Despite spending just two seasons in a Lion uniform, Judie Lomax left an indelible mark on the Columbia women’s basketball program. A two-time NCAA Division I rebounding champion, Lomax will forever hold the distinction of being the first NCAA Division I women’s basketball player to lead the nation in rebounding in consecutive seasons. She averaged 14.3 boards per game as a junior in 2008-09 and tallied 14.2 per game as a senior. Those averages helped Lomax produce the top two rebounding campaigns in Lion lore with 401 in 2008-09 and 398 in 2009-10.
The first Columbia women’s basketball player to be named Ivy League Player of the Year, Lomax’s name still dots the Lion record books.
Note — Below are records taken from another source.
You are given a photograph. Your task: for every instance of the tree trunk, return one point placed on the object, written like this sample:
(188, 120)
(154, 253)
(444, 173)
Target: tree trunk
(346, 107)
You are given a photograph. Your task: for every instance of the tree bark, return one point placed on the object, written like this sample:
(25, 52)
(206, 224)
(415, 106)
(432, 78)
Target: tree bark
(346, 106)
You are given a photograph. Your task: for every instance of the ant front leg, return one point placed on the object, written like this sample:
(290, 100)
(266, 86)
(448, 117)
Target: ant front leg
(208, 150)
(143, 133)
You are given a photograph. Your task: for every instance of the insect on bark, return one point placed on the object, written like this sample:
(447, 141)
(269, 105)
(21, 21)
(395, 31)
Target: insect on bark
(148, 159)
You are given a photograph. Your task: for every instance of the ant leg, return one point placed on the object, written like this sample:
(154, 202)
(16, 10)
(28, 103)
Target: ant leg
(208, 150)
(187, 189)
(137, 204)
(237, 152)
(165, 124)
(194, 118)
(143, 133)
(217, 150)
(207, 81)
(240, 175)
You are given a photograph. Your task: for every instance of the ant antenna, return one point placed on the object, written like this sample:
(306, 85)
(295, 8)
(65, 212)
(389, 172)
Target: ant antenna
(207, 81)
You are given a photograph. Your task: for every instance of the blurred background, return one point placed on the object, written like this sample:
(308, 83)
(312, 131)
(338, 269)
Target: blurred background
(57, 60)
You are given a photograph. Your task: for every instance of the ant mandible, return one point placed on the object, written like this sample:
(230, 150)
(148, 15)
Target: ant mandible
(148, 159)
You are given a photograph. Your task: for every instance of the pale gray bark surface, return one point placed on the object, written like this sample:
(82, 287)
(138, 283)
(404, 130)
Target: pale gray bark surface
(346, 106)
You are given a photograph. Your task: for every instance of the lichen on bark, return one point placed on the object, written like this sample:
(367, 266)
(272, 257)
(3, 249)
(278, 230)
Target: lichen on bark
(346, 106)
She ranks second in career rebounds with 799 and third in single-season points with 521 (2009-10). Lomax also boasts four of the top five single-game rebounding efforts for Columbia, including a career-high 27 against Brown in the final outing of her career on March 6, 2010. In each of her two seasons, Lomax was both a first-team All-Ivy selection and an Academic All-Ivy honoree. She was an Associated Press All-America Honorable Mention in 2009-10 after leading the Lions to a school-record 18 wins, their most since becoming a Division I program.
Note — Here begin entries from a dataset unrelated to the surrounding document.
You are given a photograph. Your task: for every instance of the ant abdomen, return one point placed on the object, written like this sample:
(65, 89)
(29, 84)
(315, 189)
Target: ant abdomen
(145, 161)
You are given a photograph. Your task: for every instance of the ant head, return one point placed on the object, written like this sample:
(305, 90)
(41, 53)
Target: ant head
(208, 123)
A 2010 graduate of Barnard College, Lomax was inducted into the Columbia University Athletics Hall of Fame in 2016. After graduation, she pursued a professional basketball career with the Connecticut Sun of the Women’s National Basketball Association (WNBA), Aanekosken Huima of Finland’s Naisten Korisliiga and Eisvogel USC Freiburg of Germany’s Damen-Basketball-Bundesliga. Lomax retired to pursue her lifelong goal of becoming a psychologist. After earning her master’s in 2015, Lomax became a doctoral student in clinical psychology at Loyola University Maryland. Her primary clinical and research interests are in sports psychology, resilience, adjustment to life transitions and geropsychology. She is currently completing her dissertation, which examines the role of exercise regiments in fostering self-efficacy and self-esteem in individuals as they work to exit homelessness.